By Bonny Van

The Catholic Commentator

Wearing a bright red shirt and pants, topped off with a green fleece jacket, Greg Oivanki walks into a Baton Rouge grocery with his wife Sarah who is pushing a grocery cart and checking out the produce. All around them, shoppers do double takes while store employees smile and talk about their behavior, naughty or nice, with this special customer, one who looks exactly like Santa Claus.



Greg Oivanki plays St. Nicholas, the Catholic saint, at a pancake breakfast fundraiser at Immaculate Conception Church in Denham Springs. The event raised money for students to attend the March for Life campaign in Washington, D.C. in January. Photo provided by Rozalyn Duplantis

“I told the guys I’d put in a good word for them but I think they made the naughty list this year,” smiled a supervisor as she walked by Oivanki as he stood by the dairy section.

“I’ll check it twice, tell them not to worry,” smiled Oivanki.

“My four-year-old has been very good,” the supervisor said as she walked past a second time. “I’ve been good.”

“Man, I’ve got four grandkids, they’ve all been good – even though I’m not,” laughed another employee stocking shelves down an aisle. “Take care of the babies, please!”

“No problem!” said Oivanki. 

With large expressive eyes, a turned up nose, ready smile and distinctive laugh, Oivanki did not aspire to the role he now finds himself playing, either Santa or St. Nicholas. It just evolved, he said, when he began growing a beard after he was laid off from his job as an engineer in the petrochemical industry.

“People said, ‘You ought to be Santa Claus,’ ” Oivanki recalled. “So I ordered an outfit in December 2016 and been playing Santa every year since 2016.”

Now sporting long gray locks and a full mustache and beard, Oivanki doesn’t just look the part, he said he has “some pedigree” to the historical figure. 

“My paternal grandparents are from Finland,” he said. “My cousin lives eight kilometers south of Santa’s Village in Rovaniemi. In 1994, she and I, my mother and dad went to Finland and visited Santa’s Village, and my birthday is December 24.”

Spreading Christmas cheer and joy comes naturally for Oivanki, a former seminarian student at St. Joseph Cathedral Prep Seminary School in Baton Rouge who is active in the choir and as a cantor at Immaculate Conception Church in Denham Springs. Oivanki, a baritone, and his wife both sing in the Baton Rouge Symphony chorus. This musical Santa also plays six instruments including piano, organ, trumpet, flute, guitar, banjo and mandolin and plans to write an arrangement for the song “Santa Claus is Coming to Town,” for the symphony to perform.

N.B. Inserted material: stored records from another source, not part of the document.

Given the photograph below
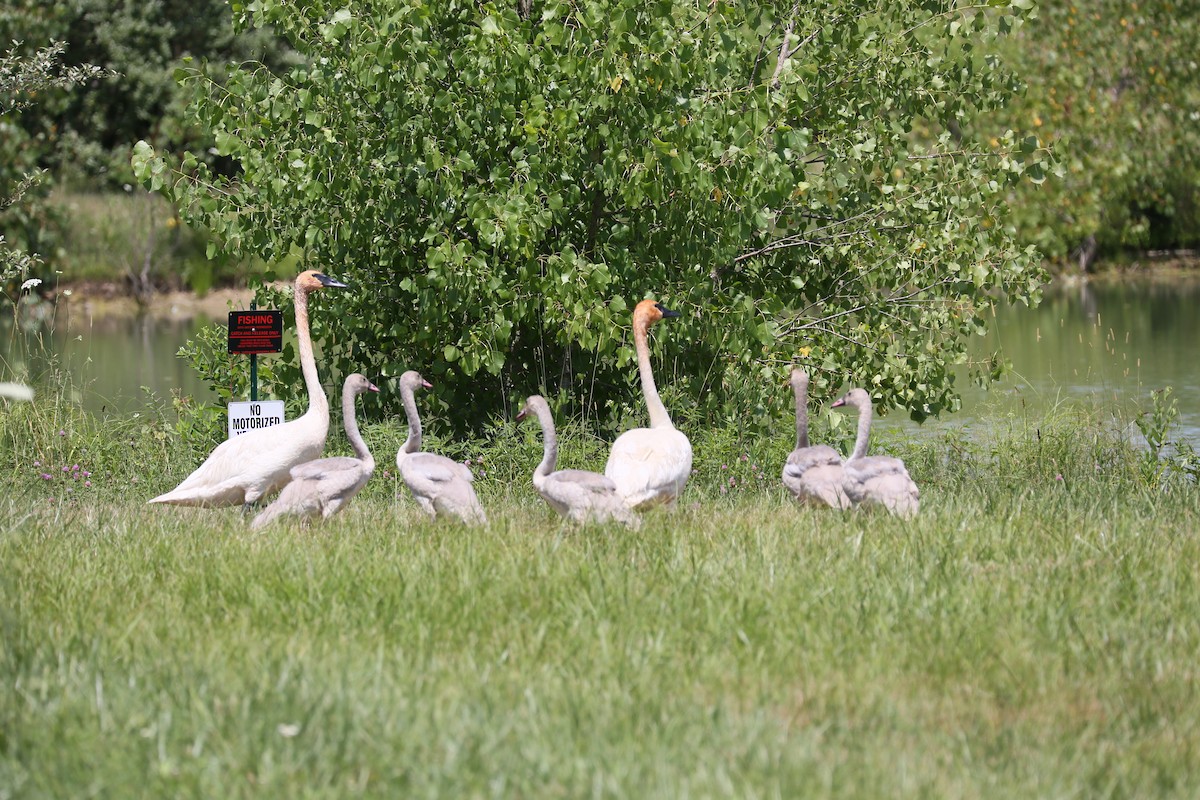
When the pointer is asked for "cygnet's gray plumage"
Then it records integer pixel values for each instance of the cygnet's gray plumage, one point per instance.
(813, 474)
(324, 485)
(881, 480)
(441, 486)
(577, 494)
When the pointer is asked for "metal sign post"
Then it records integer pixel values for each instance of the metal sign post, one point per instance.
(252, 332)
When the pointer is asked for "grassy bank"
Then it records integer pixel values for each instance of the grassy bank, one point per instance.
(1033, 632)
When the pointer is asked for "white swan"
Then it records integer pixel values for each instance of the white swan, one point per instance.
(252, 465)
(325, 485)
(16, 391)
(649, 465)
(814, 474)
(439, 485)
(577, 494)
(876, 479)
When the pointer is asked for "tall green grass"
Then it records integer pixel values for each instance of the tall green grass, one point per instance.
(1025, 636)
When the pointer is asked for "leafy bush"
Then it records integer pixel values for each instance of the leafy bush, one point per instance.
(501, 188)
(1115, 84)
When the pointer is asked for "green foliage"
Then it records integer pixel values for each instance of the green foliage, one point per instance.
(1115, 84)
(1156, 425)
(501, 191)
(23, 211)
(88, 133)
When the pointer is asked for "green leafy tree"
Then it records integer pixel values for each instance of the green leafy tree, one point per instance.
(1117, 84)
(89, 132)
(503, 181)
(23, 78)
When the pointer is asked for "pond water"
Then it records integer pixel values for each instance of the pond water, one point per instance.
(1105, 342)
(1109, 343)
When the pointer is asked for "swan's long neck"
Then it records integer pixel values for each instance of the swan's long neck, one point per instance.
(802, 414)
(550, 445)
(864, 428)
(659, 416)
(317, 401)
(414, 421)
(352, 428)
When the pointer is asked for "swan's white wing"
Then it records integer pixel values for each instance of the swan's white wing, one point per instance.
(255, 463)
(649, 465)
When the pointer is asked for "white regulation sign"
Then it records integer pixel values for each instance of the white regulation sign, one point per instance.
(253, 415)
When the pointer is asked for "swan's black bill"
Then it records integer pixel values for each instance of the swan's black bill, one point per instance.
(328, 282)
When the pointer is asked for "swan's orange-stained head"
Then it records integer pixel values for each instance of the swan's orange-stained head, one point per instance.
(533, 403)
(315, 280)
(648, 312)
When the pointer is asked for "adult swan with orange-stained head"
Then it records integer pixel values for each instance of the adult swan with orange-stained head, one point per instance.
(649, 465)
(255, 464)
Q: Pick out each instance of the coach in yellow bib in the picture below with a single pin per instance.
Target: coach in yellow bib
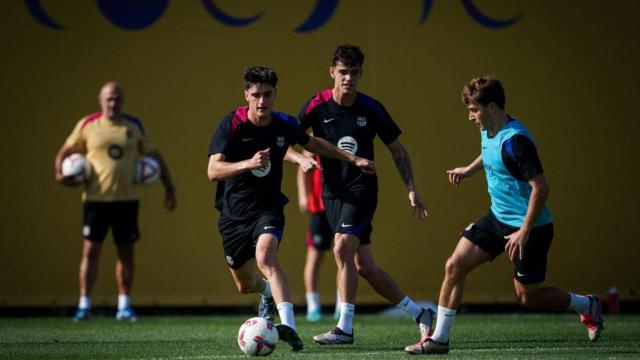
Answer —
(111, 142)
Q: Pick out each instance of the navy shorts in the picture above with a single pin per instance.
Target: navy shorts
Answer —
(121, 216)
(319, 235)
(239, 237)
(352, 216)
(488, 233)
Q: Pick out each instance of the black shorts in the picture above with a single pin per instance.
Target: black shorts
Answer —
(351, 216)
(488, 233)
(319, 235)
(239, 237)
(121, 216)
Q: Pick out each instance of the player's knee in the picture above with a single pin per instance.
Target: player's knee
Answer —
(452, 268)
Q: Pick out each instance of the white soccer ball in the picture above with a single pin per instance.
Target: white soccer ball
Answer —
(147, 171)
(257, 337)
(76, 167)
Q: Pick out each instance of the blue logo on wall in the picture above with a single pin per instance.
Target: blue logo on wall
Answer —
(140, 14)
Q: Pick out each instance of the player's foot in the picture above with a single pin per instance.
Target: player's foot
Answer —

And, like his jolly counterpart, Oivanki speaks the language of children all over the world – or at least in eight countries. He is fluent in Spanish and speaks some Finnish. And, his background in Latin from seminary school makes for an easy transition into several other languages including French, Portuguese, Italian, Swahili and Japanese.

Oivanki recalled playing Santa at a festival at his church in 2017 on a day set aside for elementary school children.

“That was a lot of fun,” he said. “Of course, I got some comments about my outfit … ‘Those aren’t really boots.’ I had some chaps on. Now, I have a pair of boots with fur on top so it looks more authentic. But I learned my lesson from that. You pick up things from that.”

And his long gray hair will continue to grow, he said, brushing it back with his fingers, to the consternation of his wife.  Oivanki, a cancer survivor, said he planned to grow it for five years then donate it to make wigs for people with cancer. He has two more years to go.

“I’m used to him with short hair. I watch him combing
this long stuff out in the morning … ,” Sarah trails off, shaking her head.

Oivanki most recently played St. Nicholas, the Catholic saint, at a pancake breakfast fundraiser at Immaculate Conception Church to raise money for students to attend the March for Life campaign in Washington, D.C. in January. 

Sarah has no plans to play Mrs. Claus alongside her husband. And, the couple, married since 1975 and parishioners at Immaculate Conception Church since then, admit Christmas is not a year-round season for them. They don’t keep decorations on permanent display and Oivanki’s appearances only take place during one month of the year.

But, when you like, sound and act like Santa, it’s tough not to play along, no matter what time of year.

“It gives me a certain pleasure when children ask, ‘How are you doing?’ and seeing their faces light up,” said Oivanki. “I’ll get requests for small things and sometimes I’ll say, ‘You’ll have to speak up,’ so their parents can hear. That’s the trick to it – making children happy.”